Using the BMI as subject criteria reduces the risk of obesity in subjects and this effect on the pharmacokinetics of medications, therefore making the results of the trial more reliable and relevant to this review. The measurement of HbA1c in this investigation was the end point, following standards set by the National Glycohemoglobin Standardisation Program (NGSP) for the United Kingdom Prospective Diabetes Study (UKPDS) (NGSP, 2014). Secondary end points included changes in body weight, fasting plasma glucose, seven-point plasma glucose profiles (before each meal, 90 minutes after breakfast, lunch and dinner, and at bedtime), and beta-cell function based on fasting insulin, fasting C-peptide, and fasting proinsulin to insulin ratio. Increasing the number of end points improves the reliability of final results, provides an exclusion criterion for anomalous results, and allows analysis on the intent to treat population.
HbA1c levels were also the end point of the UKPDS (1977–1997), one of the largest scale studies into type II diabetes with a subject number of 5 102. The scale of this study increases its reliability. This study showed a positive correlation between HbA1c levels and the risk of developing diabetic complications, therefore standardising HbA1c as a measurement criteria in diabetes. Although now outdated, it has still provided a single reference standard for risk assessment in type I and type II diabetes (The Oxford Centre for Diabetes, Endocrinology and Metabolism, 1997).

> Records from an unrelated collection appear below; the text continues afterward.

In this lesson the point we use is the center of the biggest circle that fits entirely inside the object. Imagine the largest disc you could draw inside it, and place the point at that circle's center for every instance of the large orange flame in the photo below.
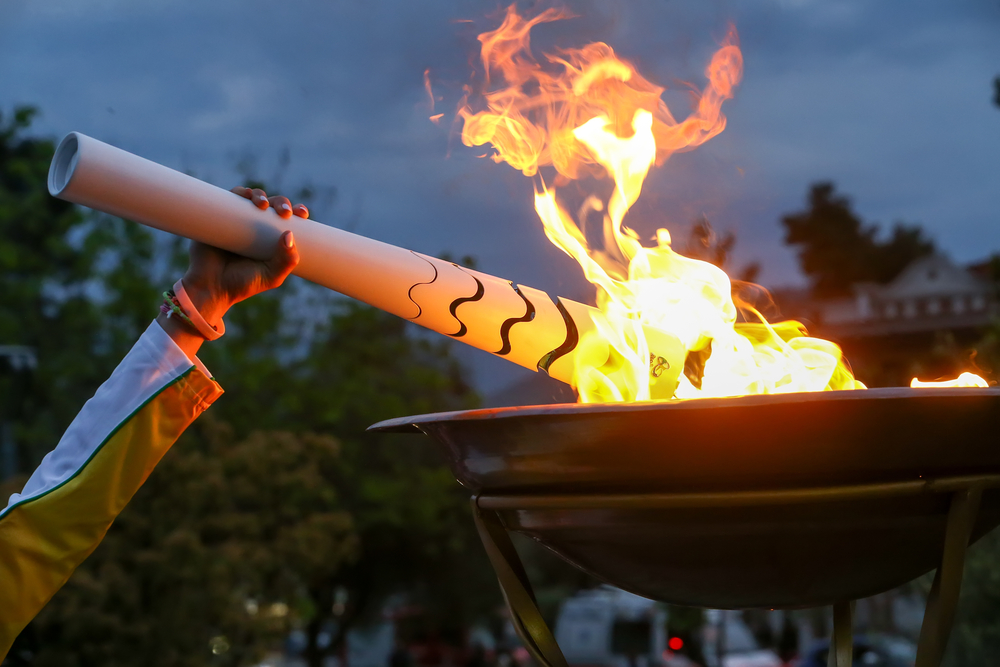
(588, 113)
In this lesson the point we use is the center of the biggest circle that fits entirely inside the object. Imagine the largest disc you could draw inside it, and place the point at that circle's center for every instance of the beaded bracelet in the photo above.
(177, 302)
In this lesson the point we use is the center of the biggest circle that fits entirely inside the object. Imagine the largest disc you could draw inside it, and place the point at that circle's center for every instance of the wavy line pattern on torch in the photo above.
(568, 345)
(409, 292)
(480, 291)
(529, 314)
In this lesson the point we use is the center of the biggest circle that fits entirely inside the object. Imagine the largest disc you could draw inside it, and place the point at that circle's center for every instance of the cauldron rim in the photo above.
(411, 424)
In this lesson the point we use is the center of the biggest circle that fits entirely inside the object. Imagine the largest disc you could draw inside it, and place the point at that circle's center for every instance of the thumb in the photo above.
(281, 263)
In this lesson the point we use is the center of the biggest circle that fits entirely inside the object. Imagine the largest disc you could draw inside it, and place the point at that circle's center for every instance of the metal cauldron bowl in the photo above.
(773, 501)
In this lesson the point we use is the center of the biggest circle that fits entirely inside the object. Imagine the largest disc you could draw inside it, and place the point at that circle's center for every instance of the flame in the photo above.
(963, 380)
(587, 114)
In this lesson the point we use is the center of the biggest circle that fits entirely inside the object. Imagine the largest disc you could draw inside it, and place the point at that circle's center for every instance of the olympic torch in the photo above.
(516, 322)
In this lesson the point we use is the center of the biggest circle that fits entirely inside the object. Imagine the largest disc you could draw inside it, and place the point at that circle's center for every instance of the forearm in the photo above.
(104, 457)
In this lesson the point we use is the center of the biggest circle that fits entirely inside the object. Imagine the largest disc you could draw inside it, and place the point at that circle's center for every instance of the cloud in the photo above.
(889, 99)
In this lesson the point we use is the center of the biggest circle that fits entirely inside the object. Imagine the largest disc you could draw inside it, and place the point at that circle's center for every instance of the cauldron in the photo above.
(777, 501)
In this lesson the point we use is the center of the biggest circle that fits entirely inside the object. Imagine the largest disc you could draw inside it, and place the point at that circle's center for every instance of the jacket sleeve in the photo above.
(106, 454)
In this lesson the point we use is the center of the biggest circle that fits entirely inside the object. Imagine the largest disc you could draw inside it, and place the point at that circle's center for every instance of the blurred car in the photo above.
(869, 651)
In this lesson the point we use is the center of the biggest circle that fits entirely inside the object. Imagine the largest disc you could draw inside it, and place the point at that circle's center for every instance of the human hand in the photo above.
(217, 279)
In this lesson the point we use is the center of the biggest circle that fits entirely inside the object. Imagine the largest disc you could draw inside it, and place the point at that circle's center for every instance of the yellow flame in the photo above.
(587, 113)
(963, 380)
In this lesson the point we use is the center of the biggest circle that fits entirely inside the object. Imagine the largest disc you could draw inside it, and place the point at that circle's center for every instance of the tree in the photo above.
(54, 261)
(277, 500)
(207, 563)
(837, 250)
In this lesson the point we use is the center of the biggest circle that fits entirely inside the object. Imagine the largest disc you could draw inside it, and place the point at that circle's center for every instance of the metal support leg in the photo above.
(842, 640)
(516, 588)
(943, 598)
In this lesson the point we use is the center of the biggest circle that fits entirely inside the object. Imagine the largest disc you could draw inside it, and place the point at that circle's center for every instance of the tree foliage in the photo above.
(271, 504)
(837, 250)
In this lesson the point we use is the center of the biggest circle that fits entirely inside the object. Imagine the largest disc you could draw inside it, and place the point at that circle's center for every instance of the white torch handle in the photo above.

The evidence supporting the conclusion from Nauck et al (2009) consists of statistical analysis of the subjects recorded HbA1c levels. The results were obtained through carrying out a double blind quantitative study, reducing the risk of bias and interference. The constants were that each subject was treated with metformin and went through the same assessment structure before selection: they met a certain criteria, for example 7–11% HbA1c levels, ensuring consistency. The results were analysed using an analysis of covariance model with treatment, country, and previous treatment as fixed effects and baseline as the covariate. However, the baseline characteristics appeared consistent across each treatment group.
Conclusions
Overall, the medication regime may be effective in treating type II diabetes; however, the risk of possible ADRs and DIs is increased when self-prescribing medications. A general practitioner plays a large role in monitoring your medication regime and underlying condition. However, due to lack of clear legislation, self-medicating is a regular occurrence in the UAE. A more uniformed and clear list similar to that of Europe and the UK needs to be put in place as well as clear guidance for those in the pharmaceutical industry.